Decoding chromatin and DNA structure in cells undergoing reprogramming and differentiation, using super-resolution microscopy.
Using super-resolution fluorescence microscopy (stochastic optical reconstruction microscopy; STORM) in collaboration with Lakadamyali lab (UPENN, USA) we identified a novel model of chromatin fibre organization and decoded the relation between this structure and naïve pluripotency (Ricci et al. Cell 2015). Furthermore, we set up a novel approach to image non-repetitive genomic regions with nanoscale resolution and in living cells (Neguembor et al. NAR 2018). We also visualize how histone tail acetylation impacts DNA compaction at nanoscale level and identified the clutch DNA lying within a specific nanoscale zone from the center of the nucleosome clutch (Otterstrom et al, NAR 2019). Finally, using single molecule tracking (SMT) we showed that nucleosomes are dynamic and their local mobility within chromatin relates to the structural features observed in super-resolution images and mesoscale models (Gomez-Garcia et al. Cell Reports, in press). Using super resolution microscopy, we are interested in studying the 3D genome organization (Cosma & Lakadamyali Nature Methods 2020) and we are currently investigating mechanism of chromatin loop formation.

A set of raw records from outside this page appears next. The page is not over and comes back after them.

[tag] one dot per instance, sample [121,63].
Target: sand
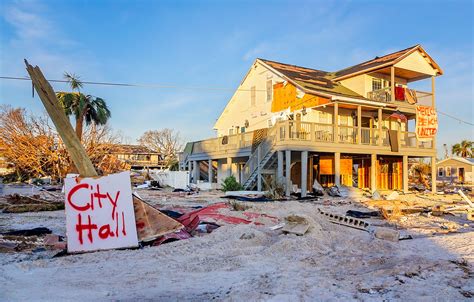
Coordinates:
[330,262]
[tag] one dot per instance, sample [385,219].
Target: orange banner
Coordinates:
[426,123]
[285,96]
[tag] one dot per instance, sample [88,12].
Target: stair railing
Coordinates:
[263,148]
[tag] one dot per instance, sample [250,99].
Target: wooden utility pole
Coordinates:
[61,121]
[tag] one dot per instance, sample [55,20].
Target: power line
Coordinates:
[161,86]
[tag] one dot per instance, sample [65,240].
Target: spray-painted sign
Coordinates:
[99,213]
[426,123]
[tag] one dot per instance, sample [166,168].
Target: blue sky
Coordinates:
[213,43]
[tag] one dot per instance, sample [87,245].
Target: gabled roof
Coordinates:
[386,60]
[468,161]
[312,79]
[132,149]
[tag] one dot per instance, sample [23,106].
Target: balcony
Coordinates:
[410,96]
[325,133]
[314,136]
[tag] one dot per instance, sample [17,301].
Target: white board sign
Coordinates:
[99,213]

We studied mechanisms of cell-to-cell fusion (Sottile et al. Cell Reports 2017) and ploidy maintenance (Frade et al. Science Advances 2019). We showed that bone marrow (BM) cells fuse with retinal neurons and Muller glia cells in degenerated mouse retinas. The in-vivo formed hybrids undergo reprogramming and regenerate neurons in drug-induced and genetic models of retinal degeneration (Sanges et al. Cell Reports 2013; J. of Clinical Investigation 2016; Pesaresi et al. eBiomedicine 2018). Furthermore, other key discoveries showed that BM-derived hybrids can functionally rescue dopaminergic neurons in two Parkinson’s disease mouse models (Altarche-Xifro et al., eBiomedicine 2016) and regenerate mouse liver after hepatectomy (Pedone et al., Cell Reports 2017). Finally, we recently identified the released chemokines from damaged human and mouse retina and in turn we defined the chemokine-receptor interactions to enhance migration and integration of transplanted cells into the mouse retina (Pesaresi et al. Molecular Therapy, 2020).